Member of the Azad Kashmir Legislative Assembly
- Incumbent
- Assumed office 24 August 2026
- Preceded by: Chaudhry Latif Akbar
- Constituency: LA-31 Muzaffarabad-V

Personal details
- Party: Pakistan Muslim League (N) (2025-present)
- Other political affiliations: All Jammu and Kashmir Muslim Conference (until 2025)
- Relations: Attique Ahmed Khan (father-in-law)

= Saqib Majeed Raja =

Pakistani politician

Saqib Majeed Raja (ثاقب مجید راجہ) is a Pakistani politician who has been a member of the Azad Kashmir Legislative Assembly since August 2026. He is the son-in-law of Attique Ahmed Khan, the 7th and 10th Prime Minister of Azad Kashmir.

==Political career==
Raja contested the 2021 Azad Kashmiri general election from LA-31 Muzaffarabad-V as a candidate of All Jammu and Kashmir Muslim Conference (AJKMC), but was unsuccessful. He received votes and was defeated by Chaudhry Latif Akbar, a candidate of Pakistan People's Party (PPP).

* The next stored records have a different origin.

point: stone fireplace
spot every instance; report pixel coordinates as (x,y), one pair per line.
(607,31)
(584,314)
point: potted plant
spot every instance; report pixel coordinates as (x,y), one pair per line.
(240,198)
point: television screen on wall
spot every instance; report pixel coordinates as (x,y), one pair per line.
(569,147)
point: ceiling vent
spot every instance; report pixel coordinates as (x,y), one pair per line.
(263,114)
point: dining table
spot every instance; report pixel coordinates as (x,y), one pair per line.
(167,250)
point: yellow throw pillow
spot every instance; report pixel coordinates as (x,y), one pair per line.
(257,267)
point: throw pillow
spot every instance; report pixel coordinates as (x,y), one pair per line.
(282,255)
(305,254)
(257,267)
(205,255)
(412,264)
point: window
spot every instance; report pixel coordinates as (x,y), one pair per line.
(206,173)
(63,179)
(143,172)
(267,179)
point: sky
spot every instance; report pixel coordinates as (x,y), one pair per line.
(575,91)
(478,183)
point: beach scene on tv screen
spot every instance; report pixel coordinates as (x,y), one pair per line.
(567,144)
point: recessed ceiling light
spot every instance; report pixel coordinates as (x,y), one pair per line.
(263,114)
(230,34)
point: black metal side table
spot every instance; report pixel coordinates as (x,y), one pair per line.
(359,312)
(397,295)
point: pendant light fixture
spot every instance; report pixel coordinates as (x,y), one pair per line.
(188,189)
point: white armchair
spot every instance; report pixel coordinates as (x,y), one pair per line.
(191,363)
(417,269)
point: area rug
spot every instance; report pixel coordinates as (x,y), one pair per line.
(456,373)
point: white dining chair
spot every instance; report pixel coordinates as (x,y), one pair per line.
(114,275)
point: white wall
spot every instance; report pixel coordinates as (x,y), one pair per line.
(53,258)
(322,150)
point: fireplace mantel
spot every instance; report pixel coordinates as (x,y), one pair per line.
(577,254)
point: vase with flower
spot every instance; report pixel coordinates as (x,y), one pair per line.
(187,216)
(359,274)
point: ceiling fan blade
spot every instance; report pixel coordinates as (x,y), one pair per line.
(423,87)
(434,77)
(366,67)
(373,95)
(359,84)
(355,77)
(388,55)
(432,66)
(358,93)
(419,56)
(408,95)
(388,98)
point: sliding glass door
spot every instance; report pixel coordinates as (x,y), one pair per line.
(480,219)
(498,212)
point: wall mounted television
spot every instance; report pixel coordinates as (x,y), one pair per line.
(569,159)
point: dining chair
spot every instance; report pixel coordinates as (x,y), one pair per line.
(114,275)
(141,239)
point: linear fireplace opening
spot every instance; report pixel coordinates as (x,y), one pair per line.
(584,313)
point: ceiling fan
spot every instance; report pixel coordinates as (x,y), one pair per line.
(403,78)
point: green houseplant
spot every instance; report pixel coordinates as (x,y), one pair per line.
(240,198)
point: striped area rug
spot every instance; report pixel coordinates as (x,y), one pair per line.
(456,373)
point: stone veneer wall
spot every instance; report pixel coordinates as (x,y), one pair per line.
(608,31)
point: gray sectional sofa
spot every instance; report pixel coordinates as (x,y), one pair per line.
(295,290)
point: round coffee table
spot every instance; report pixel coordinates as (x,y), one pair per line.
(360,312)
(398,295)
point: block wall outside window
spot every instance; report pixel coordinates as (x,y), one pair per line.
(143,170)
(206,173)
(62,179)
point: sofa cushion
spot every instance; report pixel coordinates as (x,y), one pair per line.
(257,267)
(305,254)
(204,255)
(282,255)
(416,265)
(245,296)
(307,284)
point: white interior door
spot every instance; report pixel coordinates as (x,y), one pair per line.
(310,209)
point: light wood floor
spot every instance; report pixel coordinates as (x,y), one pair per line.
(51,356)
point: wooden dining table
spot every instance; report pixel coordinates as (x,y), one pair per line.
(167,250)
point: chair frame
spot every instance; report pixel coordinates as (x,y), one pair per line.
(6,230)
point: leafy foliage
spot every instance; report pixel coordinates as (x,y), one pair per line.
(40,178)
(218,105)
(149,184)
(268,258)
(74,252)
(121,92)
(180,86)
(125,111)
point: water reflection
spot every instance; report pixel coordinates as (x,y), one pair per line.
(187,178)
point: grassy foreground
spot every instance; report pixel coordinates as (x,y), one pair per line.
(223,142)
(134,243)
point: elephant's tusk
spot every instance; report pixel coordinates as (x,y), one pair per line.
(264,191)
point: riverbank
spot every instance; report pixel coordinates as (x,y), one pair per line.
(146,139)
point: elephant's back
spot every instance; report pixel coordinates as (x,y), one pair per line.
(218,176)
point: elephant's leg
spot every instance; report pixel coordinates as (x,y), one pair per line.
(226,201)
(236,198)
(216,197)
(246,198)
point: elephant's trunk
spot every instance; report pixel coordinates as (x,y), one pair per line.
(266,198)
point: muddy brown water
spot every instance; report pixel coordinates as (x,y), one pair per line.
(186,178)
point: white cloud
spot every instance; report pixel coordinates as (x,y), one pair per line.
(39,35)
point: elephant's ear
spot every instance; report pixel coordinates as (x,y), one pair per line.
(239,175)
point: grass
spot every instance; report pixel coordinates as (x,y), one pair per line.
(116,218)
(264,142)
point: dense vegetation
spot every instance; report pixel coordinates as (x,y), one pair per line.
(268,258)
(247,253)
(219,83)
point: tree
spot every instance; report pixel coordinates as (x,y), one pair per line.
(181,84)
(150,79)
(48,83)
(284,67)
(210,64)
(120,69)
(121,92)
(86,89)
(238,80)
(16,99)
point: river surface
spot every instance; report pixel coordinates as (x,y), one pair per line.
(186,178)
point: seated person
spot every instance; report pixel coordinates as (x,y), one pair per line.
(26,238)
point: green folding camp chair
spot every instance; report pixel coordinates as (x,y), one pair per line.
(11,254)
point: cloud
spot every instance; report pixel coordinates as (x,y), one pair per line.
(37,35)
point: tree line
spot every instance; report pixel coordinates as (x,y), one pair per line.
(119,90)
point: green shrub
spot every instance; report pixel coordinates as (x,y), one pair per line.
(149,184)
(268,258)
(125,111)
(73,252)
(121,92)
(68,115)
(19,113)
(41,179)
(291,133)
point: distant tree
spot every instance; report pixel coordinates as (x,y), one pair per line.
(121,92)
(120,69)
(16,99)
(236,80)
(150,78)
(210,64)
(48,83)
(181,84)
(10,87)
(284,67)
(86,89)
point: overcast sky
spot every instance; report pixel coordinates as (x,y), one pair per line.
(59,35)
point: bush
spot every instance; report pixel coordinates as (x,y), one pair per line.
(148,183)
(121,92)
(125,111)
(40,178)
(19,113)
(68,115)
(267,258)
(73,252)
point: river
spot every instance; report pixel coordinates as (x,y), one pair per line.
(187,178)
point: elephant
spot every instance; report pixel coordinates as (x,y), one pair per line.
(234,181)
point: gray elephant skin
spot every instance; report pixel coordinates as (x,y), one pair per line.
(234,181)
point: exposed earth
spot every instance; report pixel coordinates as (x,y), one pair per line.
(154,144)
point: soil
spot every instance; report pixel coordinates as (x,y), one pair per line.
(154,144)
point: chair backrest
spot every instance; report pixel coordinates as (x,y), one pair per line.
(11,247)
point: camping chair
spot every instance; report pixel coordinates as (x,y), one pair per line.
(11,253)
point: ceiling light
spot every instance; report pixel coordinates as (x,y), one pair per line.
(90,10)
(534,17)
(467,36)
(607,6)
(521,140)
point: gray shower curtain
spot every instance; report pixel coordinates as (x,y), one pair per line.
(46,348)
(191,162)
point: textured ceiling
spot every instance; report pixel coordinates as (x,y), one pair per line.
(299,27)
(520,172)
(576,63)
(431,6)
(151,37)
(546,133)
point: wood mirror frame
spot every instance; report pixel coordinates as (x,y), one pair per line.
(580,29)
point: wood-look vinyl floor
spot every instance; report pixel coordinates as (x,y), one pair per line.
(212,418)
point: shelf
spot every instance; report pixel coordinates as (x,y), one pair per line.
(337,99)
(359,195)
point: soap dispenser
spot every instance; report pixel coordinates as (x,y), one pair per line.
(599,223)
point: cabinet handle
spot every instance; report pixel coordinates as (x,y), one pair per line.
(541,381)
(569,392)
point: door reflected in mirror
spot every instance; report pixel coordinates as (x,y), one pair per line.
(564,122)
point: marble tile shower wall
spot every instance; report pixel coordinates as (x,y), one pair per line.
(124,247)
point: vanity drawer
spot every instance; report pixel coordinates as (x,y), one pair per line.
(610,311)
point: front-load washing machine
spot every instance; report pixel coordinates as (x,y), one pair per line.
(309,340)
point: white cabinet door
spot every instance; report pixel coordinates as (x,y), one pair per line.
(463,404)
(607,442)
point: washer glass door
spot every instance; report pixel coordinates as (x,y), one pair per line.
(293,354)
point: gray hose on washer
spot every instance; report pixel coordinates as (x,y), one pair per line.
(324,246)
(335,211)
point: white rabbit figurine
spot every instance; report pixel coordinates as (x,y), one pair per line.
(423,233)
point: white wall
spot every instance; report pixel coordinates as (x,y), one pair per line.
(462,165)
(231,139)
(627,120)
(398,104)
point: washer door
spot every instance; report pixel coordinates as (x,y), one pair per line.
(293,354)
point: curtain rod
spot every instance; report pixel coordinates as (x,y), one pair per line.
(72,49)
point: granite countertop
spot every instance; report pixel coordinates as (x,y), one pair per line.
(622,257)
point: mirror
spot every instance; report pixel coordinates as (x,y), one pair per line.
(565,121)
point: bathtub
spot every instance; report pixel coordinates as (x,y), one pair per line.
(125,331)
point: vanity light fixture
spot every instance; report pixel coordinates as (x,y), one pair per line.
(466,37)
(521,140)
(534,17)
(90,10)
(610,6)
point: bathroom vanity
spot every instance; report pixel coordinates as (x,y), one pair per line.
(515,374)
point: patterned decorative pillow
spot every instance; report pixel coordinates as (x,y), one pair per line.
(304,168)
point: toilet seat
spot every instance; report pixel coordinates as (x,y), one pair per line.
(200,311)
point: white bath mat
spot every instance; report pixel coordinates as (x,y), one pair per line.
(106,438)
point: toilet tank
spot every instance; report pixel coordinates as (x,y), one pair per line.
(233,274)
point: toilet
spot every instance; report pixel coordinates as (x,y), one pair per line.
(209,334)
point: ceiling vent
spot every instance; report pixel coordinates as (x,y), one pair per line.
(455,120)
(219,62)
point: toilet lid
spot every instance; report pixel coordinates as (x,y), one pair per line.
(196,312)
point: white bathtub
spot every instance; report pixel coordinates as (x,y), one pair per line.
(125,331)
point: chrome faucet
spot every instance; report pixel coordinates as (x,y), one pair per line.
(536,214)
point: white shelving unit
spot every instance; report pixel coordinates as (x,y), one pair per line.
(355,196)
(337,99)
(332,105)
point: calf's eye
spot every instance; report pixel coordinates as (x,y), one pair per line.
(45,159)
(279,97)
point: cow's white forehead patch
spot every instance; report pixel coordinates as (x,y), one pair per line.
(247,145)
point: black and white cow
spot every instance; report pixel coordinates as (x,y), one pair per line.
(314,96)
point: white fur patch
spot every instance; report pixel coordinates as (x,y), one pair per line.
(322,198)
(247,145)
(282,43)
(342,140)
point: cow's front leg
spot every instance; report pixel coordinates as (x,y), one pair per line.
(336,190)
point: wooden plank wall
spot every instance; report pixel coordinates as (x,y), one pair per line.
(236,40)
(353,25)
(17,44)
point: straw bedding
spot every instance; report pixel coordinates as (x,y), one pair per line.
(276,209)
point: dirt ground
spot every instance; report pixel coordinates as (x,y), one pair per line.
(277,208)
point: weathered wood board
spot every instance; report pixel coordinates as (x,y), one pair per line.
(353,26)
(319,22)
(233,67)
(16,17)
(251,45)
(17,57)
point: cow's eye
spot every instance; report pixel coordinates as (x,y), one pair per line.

He joined Pakistan Muslim League (N) (PML(N)) on 27 December 2025.

He was elected to the Azad Kashmir Legislative Assembly from LA-31 Muzaffarabad-V as a candidate of PML(N) in the 2026 Azad Kashmiri general election. He received 32,511 votes, while the runner-up, Chaudhry Latif Akbar of PPP, received 23,957 votes.

On 4 September 2026, he was sworn into the cabinet of Prime Minister Ifitikhar Gilani.